James Baldwin is a towering African-American literary figure who has become if anything better know since his death in 1987, especially with the release of the Oscar nominated documentary “I Am Not Your Negro.” His personal confluence of identities, black gay man raised in the church, ex-pat, artist, journalist and activist continues to fascinate and defy easy definition.
Yet the estate of James Baldwin has held onto his personal collection of letters with a vice grip, and nobody’s altogether sure why.
Not only has it never allowed any of Baldwin’s personal correspondence to be published, it’s only let a handful of scholars view the documents at all, and biographers are altogether forbidden to directly quote passages from the letters in their work.
Now, rare archival papers from the late black queer author and social critic have landed at the Schomberg Center for Research in Black Culture, a division of the New York Public Library. And there’s some great stuff, including his correspondence with Lucien Happersberger, a Swiss painter Baldwin called “the one true love story of my life.”
But try not to get too excited: The New York Times reports that
many of his personal letters will remain off limits for another generation — a byproduct of complicated negotiations between the library and the estate, and a reminder that family members are not always comfortable with the spotlight’s falling on a loved one, even decades after death.
The archives consists of manuscripts, notes, drafts, and letters from the likes of Nina Simone, William Styron, Jacqueline Kennedy Onassis, and Lorraine Hansberry. But the bulk of restricted material are letters he wrote to his four closest friends. Those are under a 20-year seal, leading one to wonder why the estate doesn’t think we’re quite ready to read the contents therein.
The NYT also reports that there’s
a seven-year waiting period on any public display of all but a handful of items — seem puzzlingly out of step with current trends at archives, which tend to make as much freely available and visible online as copyright will allow.
Nevertheless, William Kelly, the New York Public Library’s director of research libraries, calls the restrictions “fairly modest”:
“There’s always a balance in guaranteeing access for scholars,” he says, “while at the same time being sensitive to the family.”
He says the collection will be available “in due time.”
“Archives move by decades and generations. We’re here to keep it forever.”

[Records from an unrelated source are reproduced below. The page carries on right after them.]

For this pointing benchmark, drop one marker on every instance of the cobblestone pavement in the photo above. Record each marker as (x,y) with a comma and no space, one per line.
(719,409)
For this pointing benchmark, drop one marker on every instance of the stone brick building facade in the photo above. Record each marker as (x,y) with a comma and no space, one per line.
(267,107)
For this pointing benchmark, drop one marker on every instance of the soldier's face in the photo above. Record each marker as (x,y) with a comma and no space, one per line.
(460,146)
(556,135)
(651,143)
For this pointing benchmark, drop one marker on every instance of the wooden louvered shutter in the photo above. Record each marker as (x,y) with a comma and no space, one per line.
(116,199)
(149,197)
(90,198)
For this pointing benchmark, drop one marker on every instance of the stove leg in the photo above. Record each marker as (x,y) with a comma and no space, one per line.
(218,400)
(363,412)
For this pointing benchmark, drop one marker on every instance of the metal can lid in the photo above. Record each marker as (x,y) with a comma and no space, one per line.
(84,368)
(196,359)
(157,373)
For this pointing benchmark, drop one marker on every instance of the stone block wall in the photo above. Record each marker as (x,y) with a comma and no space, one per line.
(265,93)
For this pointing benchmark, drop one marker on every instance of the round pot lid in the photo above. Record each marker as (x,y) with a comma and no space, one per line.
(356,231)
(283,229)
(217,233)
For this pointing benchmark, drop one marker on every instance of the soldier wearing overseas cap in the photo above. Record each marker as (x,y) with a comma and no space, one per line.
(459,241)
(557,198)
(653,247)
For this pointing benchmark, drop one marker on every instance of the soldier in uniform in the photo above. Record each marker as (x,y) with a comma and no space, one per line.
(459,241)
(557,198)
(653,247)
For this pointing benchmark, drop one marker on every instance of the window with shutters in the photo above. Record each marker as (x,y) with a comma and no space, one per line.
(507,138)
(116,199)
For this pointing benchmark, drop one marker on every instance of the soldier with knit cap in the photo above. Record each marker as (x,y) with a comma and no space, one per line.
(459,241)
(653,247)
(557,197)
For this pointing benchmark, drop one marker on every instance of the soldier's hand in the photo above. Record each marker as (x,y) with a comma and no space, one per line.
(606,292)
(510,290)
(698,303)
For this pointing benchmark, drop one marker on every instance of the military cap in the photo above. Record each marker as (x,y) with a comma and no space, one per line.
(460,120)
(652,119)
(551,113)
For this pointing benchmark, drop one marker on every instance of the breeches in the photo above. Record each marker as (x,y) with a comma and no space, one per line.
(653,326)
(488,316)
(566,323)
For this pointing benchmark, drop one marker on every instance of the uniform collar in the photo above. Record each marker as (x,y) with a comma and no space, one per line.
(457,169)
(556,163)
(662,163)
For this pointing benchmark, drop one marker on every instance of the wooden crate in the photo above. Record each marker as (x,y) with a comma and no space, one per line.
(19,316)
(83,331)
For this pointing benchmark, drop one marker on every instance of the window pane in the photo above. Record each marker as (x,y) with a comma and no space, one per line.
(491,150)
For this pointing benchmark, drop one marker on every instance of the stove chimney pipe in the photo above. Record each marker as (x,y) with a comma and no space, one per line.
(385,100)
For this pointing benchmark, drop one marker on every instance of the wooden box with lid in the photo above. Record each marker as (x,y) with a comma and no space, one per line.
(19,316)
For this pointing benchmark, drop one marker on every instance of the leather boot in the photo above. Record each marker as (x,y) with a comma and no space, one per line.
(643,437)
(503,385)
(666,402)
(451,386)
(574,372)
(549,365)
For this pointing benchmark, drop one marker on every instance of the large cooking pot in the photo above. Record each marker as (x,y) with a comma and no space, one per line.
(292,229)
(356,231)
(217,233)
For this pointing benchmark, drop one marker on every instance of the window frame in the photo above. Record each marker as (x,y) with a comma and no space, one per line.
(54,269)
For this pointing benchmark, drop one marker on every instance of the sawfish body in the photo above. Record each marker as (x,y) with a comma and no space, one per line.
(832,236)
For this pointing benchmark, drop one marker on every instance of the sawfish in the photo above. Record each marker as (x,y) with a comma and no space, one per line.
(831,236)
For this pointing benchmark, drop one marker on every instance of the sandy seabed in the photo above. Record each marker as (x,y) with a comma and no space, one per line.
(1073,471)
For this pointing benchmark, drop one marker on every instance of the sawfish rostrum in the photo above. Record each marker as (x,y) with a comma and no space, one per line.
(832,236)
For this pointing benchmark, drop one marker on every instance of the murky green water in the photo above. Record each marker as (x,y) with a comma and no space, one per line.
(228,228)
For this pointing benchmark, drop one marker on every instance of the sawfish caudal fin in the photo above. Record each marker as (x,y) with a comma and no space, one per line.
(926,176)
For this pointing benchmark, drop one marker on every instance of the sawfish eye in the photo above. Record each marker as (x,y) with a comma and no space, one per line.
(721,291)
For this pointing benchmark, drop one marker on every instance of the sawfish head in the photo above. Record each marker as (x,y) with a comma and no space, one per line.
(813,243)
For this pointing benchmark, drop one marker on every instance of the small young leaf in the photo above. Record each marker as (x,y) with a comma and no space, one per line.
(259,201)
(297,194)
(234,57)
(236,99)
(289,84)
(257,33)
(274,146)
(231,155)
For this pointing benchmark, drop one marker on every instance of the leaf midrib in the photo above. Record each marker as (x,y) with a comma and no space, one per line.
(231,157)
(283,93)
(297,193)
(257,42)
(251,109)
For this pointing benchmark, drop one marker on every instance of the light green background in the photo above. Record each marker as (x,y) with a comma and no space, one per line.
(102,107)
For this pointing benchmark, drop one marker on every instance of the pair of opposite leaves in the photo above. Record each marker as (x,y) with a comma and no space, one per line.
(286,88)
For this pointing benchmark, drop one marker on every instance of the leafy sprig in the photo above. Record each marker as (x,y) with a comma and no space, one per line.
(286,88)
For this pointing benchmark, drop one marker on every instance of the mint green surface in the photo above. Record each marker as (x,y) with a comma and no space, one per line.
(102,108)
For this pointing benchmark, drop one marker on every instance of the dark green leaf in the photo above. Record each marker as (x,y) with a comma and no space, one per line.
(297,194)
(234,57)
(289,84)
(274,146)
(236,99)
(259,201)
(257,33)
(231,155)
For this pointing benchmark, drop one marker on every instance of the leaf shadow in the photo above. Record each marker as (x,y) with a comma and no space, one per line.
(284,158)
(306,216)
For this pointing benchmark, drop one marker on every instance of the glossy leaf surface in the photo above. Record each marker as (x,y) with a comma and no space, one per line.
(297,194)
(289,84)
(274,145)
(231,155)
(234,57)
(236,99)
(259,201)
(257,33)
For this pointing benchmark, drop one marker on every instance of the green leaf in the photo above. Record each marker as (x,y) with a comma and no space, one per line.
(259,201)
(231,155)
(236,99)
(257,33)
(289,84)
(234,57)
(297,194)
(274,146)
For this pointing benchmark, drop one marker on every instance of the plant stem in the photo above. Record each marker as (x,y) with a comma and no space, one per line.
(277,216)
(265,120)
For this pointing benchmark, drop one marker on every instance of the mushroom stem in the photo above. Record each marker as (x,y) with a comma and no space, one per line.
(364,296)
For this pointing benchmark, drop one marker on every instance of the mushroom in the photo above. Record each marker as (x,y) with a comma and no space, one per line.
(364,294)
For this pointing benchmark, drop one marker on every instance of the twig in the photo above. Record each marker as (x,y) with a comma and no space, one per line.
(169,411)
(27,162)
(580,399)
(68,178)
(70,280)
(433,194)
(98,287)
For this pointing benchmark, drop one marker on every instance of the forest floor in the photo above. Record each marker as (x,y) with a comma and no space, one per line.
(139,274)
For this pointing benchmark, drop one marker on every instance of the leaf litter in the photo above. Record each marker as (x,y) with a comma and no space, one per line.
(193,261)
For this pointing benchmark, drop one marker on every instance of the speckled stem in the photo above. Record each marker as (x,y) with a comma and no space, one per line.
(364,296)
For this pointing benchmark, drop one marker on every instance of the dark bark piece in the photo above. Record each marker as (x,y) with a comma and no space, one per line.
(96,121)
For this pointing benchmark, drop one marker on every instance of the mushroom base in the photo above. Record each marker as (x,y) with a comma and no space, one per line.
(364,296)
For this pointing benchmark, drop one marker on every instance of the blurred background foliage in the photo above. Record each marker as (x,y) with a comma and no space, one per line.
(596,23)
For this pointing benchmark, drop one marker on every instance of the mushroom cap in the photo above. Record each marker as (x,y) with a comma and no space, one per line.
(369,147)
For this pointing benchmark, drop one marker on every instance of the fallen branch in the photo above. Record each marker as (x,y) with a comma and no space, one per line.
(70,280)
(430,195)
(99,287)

Kevin Young, Director of the Schomburg Center, said in a statement:
“Baldwin’s amazing collection adds to our ever-growing holdings of writers, political figures, artists, and cultural icons across the African diaspora. With the current resurgence of interest in Baldwin’s works and words, and renovation of our own spaces from the main gallery to the Schomburg Shop, the timing couldn’t be better for Baldwin to join us at the Schomburg Center. As a writer myself, I am eager for students, scholars and other writers—I count myself among all three—to have the opportunity to see his profound writing process up close.”